Costly park projects on tentative village schedule, but trustees use ‘what if’ scenarios to weigh tax impact
Village of Saukville trustees have been meeting regularly with representatives from Ehlers, the village’s financial consultants, to adopt a long-range vision on budgeting and capital borrowing.
The forward-thinking process, advocated by Village President Barb Dickmann and Village Administrator Dawn Wagner, has been characterized as a “Five-year Community Investment Plan.”
During several of the planning sessions, Michael Harrigan of Ehlers discussed projected capital purchases and projects, and how borrowing for them could impact the village tax rate.
That “every action has a corresponding affect” philosophy came into play last week, when trustees looked at potential village expenses over the next five years during a Finance Committee meeting.
The planning process allows officials to determine priorities as well as the timing of those purchases.
The latest spreadsheet prepared by Ehlers at the direction of village officials included several park projects.
The scenario for 2017 shows the construction of a new pavilion at Grady Park for $175,000 and the reconstruction of the park’s tennis courts for another $100,000.
The following year, a new concession/bathroom building is envisioned in Quade Park, as is a splash pad. Combined, those projects would cost an estimated $455,000.
Those park enhancements, as well as the pending purchase of a new ambulance and fire truck, resulted in some creative “what-if” thinking by trustees.

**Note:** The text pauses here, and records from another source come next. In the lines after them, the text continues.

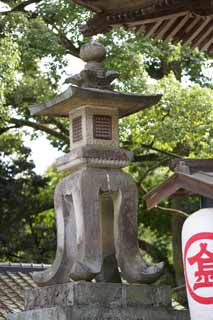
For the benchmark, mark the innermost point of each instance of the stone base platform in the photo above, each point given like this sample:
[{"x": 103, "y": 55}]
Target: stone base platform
[{"x": 94, "y": 301}]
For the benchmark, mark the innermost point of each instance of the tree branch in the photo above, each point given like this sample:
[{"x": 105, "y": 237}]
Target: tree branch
[
  {"x": 171, "y": 154},
  {"x": 21, "y": 123},
  {"x": 67, "y": 44},
  {"x": 21, "y": 7}
]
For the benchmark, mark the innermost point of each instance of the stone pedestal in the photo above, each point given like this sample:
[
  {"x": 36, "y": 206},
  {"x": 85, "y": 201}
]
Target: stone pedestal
[{"x": 94, "y": 301}]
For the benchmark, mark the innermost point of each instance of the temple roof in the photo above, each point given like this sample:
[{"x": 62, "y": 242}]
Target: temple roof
[
  {"x": 189, "y": 21},
  {"x": 14, "y": 279},
  {"x": 195, "y": 176},
  {"x": 75, "y": 97}
]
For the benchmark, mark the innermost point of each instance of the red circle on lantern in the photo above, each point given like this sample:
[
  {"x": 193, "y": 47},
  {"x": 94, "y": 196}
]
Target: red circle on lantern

“I would be interested in looking at things without the park projects and the fire equipment extended out,” Trustee Dan Sauer said.

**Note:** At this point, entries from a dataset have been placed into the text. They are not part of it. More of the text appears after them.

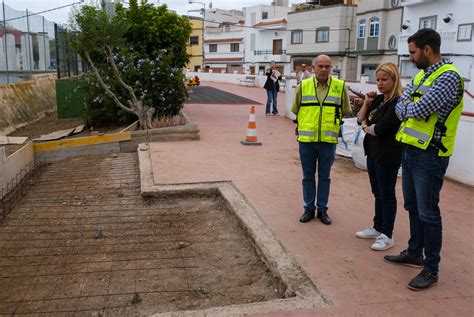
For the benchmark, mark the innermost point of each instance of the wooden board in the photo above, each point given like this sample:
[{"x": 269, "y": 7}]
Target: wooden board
[
  {"x": 55, "y": 135},
  {"x": 4, "y": 140}
]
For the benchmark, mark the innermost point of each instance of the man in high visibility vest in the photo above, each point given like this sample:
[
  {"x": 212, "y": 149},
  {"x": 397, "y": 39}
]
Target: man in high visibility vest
[
  {"x": 320, "y": 103},
  {"x": 429, "y": 109}
]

“None of this is set in stone.”
Trustee Joe Caban said he would like a revised scenario in which the ambulance is eliminated, but not the fire truck.
Trustee Scott Fischer suggested a different approach, seeing what the project schedule would look like if the board adopted a no-tax-increase budget for the next two years.
“That would mean rescheduling the projects we’ve talked about for 2017, which you can do,” Wagner said.
“You are the people who can decide ‘I don’t want to add something,’ even if it is a great thing for the community.”
Dickmann underlined the fact that the trustees, not the staff, set the village’s spending plans.
“I never look at budgets as what the staff wants. I look at it as our job to determine how it benefits our residents. You should look at whatever numbers you want,” she said.
“The more you look at the options, the better you will feel about your decisions.”
Trustees were expected to look at updated financing scenarios when they meet again on June 28.